We all know the stigma of mental health. Being anonymous here is one of the things I treasure about this website...it allows me to discuss issues without worrying about someone close finding out. I wouldn't be comfortable doing this on a video chat. But if that's what you want, I wish you luck.


----------



## coeur_brise (Oct 7, 2004)

I wouldn't mind at all though I wouldn't show myself on video, just personally speaking.
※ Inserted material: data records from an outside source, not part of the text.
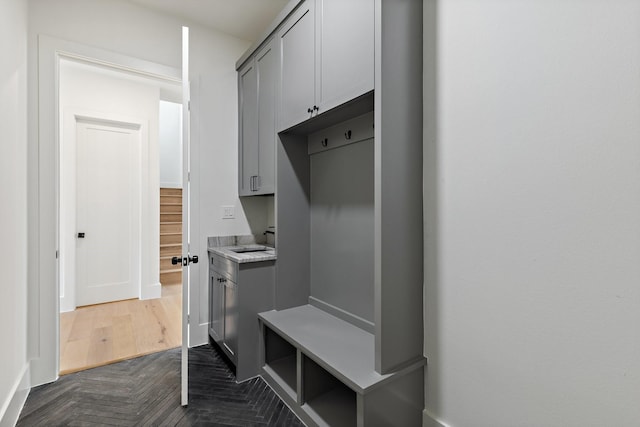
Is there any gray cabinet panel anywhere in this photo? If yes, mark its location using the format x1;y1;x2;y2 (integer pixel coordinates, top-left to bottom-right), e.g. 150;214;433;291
254;41;278;194
209;252;275;381
316;0;375;113
278;0;315;129
223;279;238;362
238;62;258;196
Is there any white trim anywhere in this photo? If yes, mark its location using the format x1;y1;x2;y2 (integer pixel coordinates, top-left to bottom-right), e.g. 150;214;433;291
29;35;181;386
56;108;149;313
0;363;31;427
422;408;452;427
140;282;162;299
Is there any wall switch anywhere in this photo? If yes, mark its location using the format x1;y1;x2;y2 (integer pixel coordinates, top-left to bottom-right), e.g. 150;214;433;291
222;206;236;219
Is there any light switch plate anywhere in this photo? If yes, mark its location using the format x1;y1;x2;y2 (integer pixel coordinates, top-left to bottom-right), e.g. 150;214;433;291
222;206;236;219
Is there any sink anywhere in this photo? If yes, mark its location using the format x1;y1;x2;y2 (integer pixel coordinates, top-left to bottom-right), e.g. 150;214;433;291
229;246;271;254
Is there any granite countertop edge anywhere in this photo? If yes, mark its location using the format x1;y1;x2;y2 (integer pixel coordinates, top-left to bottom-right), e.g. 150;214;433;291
207;244;277;264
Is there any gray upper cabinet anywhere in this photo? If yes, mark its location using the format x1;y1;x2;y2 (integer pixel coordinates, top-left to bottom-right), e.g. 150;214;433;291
238;41;277;196
315;0;375;113
278;0;315;130
255;41;278;194
278;0;374;130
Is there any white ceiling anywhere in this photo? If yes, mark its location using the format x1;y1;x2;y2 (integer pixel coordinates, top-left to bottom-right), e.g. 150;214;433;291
130;0;289;42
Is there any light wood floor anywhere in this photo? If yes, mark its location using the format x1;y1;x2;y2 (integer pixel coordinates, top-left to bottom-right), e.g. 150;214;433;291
60;284;182;375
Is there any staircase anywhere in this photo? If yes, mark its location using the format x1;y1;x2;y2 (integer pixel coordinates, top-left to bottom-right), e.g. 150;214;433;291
160;188;182;285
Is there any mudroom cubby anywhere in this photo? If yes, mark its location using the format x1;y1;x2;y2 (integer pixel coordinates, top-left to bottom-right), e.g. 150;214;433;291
250;0;426;427
258;305;423;427
300;354;357;427
264;328;298;399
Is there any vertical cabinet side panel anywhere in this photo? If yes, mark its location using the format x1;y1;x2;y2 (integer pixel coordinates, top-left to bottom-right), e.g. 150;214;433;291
238;61;258;196
278;0;315;130
316;0;374;113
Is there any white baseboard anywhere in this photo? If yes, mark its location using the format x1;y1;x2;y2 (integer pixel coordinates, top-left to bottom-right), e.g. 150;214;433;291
422;409;451;427
0;363;31;427
140;282;162;300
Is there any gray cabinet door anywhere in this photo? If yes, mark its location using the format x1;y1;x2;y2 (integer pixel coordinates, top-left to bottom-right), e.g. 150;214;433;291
238;61;258;196
209;272;224;343
254;40;278;194
278;0;315;130
223;279;238;363
316;0;375;114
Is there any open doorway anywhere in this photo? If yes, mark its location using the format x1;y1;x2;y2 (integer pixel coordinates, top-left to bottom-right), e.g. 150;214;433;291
59;59;182;374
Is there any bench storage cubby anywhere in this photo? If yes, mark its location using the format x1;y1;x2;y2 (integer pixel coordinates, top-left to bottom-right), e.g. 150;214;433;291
258;305;424;427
I've been on a forum zoom meeting where it's been 2-3 people talking with each other and a few others chilling out. I think it's a good idea but maybe with a moderator and personal invite, an even better idea. So far, I don't know if a moderated zoom chat exists.


----------



## CaptainPeanuts (Oct 29, 2015)

You should create a website for an SA group for Zoom, i am sure it will work. Maybe theres some way you can use SAS to promote this site, just link it in the description of your signature.


----------



## staticradio725 (Oct 25, 2020)

CaptainPeanuts said:


> You should create a website for an SA group for Zoom, i am sure it will work. Maybe theres some way you can use SAS to promote this site, just link it in the description of your signature.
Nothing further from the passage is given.